People are still coming to Hong Kong –  and they’re still shopping.

Put very simply, Hong Kong’s one-two punch of consumer-friendly retailing and a great deal to offer visitors seeking to complement their shopping are the primary reasons the retailing scene remains vibrant. An open door business policy and historical connections make international brands a must-stop for regional expatriates and curious regional visitors alike. Stop outside a Marks & Spencer Food Hall on any given afternoon if you need proof.

The new Italian outlet mall, Florentia Village, at Kwai Chung and the imminent Citygate expansion add to choices for bargain hunters, alongside guidebook hotspots like Ladies’ Street. An added bonus: all of this is free of sales tax. In some form, 12 per cent is added to goods in the Philippines, Koreans and Australians can pay as much as 10 per cent in levies, the Japanese 8 per cent and Thais 7 per cent according to tax advisory Deloitte. Twelve cents may not be a lot on a dollar, but it makes an enormous difference on a genuine Prada handbag.

A travel ban that actually benefits Hong Kong…

Woman Shopping In Hong Kong Central

While it’s true the recent diplomatic spat between China and South Korea over defence deployment has proven a boon to Hong Kong shopping (Chinese travel to Korea fell 40 per cent in the year to April 2017 on the back of Beijing directives to halt travel packages to the Hermit Kingdom) it is in all likelihood a temporary glitch.

Ultimately it is the city’s extras that keep Hong Kong a shopping option. When not browsing boutiques, stellar food and beverage breaks are available at every turn, and leisure parks, cultural outlets, nature and excursions can all be found in an easily navigable, compact space.

If there’s a silver lining to the city’s retail property woes it’s the newly available space for international restaurant groups to move into. Finding room on the dining scene so far this year are Japan’s Michelin-starred ramen eatery Tsuta, fresh-local burger shack Honbo, Royal favourite Thai Brassiere by Blue Elephant, Moi Moi by Vietnamese Sydney celebrity chef Luke Nguyen, Lilya Moroccan Lounge and Bar and venerable American dessert cafe The Cheesecake Factory are just a few. Anyone travelling with children (cruise operators are quick to point out the burgeoning family demographic) will be glad to have the amusements at Hong Kong Disneyland and perennially popular Ocean Park — with real animals — an MTR ride away.

Art & culture

Street At Koowlon District In Hong Kong

Admittedly not everyone travels to Hong Kong with family or has a soft spot for amusement parks, and for those shoppers the SAR’s reputation as a cultural wasteland is quickly disappearing. The two-year old PMQ regeneration has put local, artisanal and independent design a shoppers’ fingertips, and the forthcoming West Kowloon Cultural District has just opened its first gallery: M+. Soon to be a few minutes’ walk from the PMQ is the Central Police Station redevelopment on Hollywood Road, Tai Kwun. The 16 buildings will comprise art galleries, boutiques, dining, and leisure spaces with an eye towards highlighting local heritage. Tai Kwun and the WKCD are set to be destinations in of themselves.

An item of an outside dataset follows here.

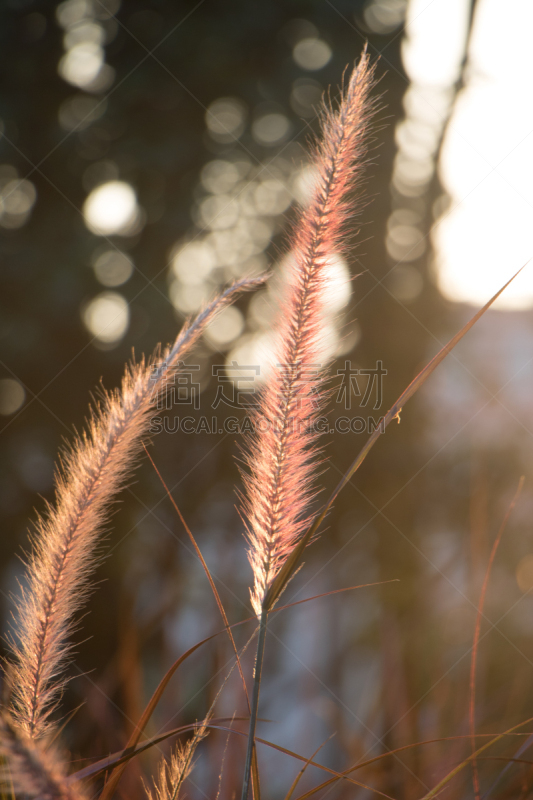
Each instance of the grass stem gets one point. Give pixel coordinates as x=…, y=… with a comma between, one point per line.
x=255, y=702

Need some hiking and more?

Finally, tourists are drawn to Hong Kong from around the world for its renowned urban hiking, traversing over 250km on just the Hong Kong, Lantau, Wilson and MacLehose routes. In no other city in the world can you be on a lush, seemingly remote trail one minute, and ensconced in the glamorous shopping of the Landmark an hour later.

Also an hour away: Macau, which beckons as a Disneyland for adults, where luxury spas and more Michelin-starred dining awaits. It’s no surprise shopping in Hong Kong is as healthy as ever.